I’ve had three Explorers over the years. The current one is a 2000, the newest of the three and needs a rear main seal and has many other little issues. Two of the three needed transmissions rebuilt. It seems since 2006, trannys are no longer a problem. I am a glutton for punishment so It looks like another Explorer is in my future. Thanks for the replies.
sorry, no specific answer - we do not have those here … but maybe you can talk to a Toy mechanic at a dealership about this …
they should know first hand how involved/frequent (as in percentage) this problem is … I mean if that is a popular model and 1% present problems, there might be quite some internet-noise about it (100s of people) … but realistically - you are 99 times more probable to get a good one, as opposed to a leaky one …
interesting how the interwebs can distort perceptions - right?
that could be a way better data-´point than people on msg-boards bitching (people tend to gravitate to those when they have problems … if everything is nice and dandy they don’t need the boards much …
also: some “off-label” reddit boards … you prob. looked for toy-boards there - but there is also a “just-rolled-into-the-shop” (and many others) board where you could ask a specific question (and hope to not get the banhammer
iow: talk to professionals, not just amateurs …
Opinions? Should I replace my tires?
They have less than 15,000 miles on them, but were installed in March, 2017, and were manufactured in April, 2016. The tread is fine, but there are some small cracks on the sidewalls and at the base of the tread blocks. None of these cracks are deep, and none of the tread has fallen off or anything like that.
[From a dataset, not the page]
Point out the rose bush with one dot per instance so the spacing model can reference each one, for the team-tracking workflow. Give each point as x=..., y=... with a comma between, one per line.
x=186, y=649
They hold air, and drive fine.
I’m sure any tire store would say immediately change them, but even if they’re honest, they want to sell tires so are going to be cautious and say replace them. Other guides say 5-10 years. Thanks, that is such a long range as to be useless.
So, replace them now or just let it go until one of the cracks gets worse?
I replaced tires that had enough tread and hadn’t run very many miles due to dry rot. In my case, I trusted the advice of a local tire shop but if you don’t, there may be a way that you can confirm if dry rot is an issue.
What sort of vehicle and what sort of driving in what climate?
Urban / suburban driving in non-snow, non-desert conditions? Drive on them another 3 years, but keep an eye on them and when any of them develop a slow leak, replace the whole set. IOW, run 'em until they die; nothing seriously bad can happen in that environment.
3 hours per day at 90mph on a desert or snowy freeway out in the boonies? Replace them reasonably soon before the blowout strands (or crashes) you.
IMO, Y remaining tire MMV.
The tires definitely have dry rot. I just don’t know if it is dangerous yet.
Heavy Suburban, but that’s what the tires are made for. Mostly city driving, and not much at that, but I don’t hesitate to take it on the highway, if that’s where the route goes. In 2023 we put 1000 miles on it, and put gas in it 3 times. Could be snow, could be hot, always dry air, and extra UV rays from the altitude.
Mostly what I want are some second opinions from people who have some knowledge, but aren’t interested in selling me something. As I said, I know the tire place will tell me to replace them, and they’re being honest, but also cautious. Are they being overly cautious because that’s to their advantage? I don’t know.
Lemme check w my auto guru & get back to you tomorrow.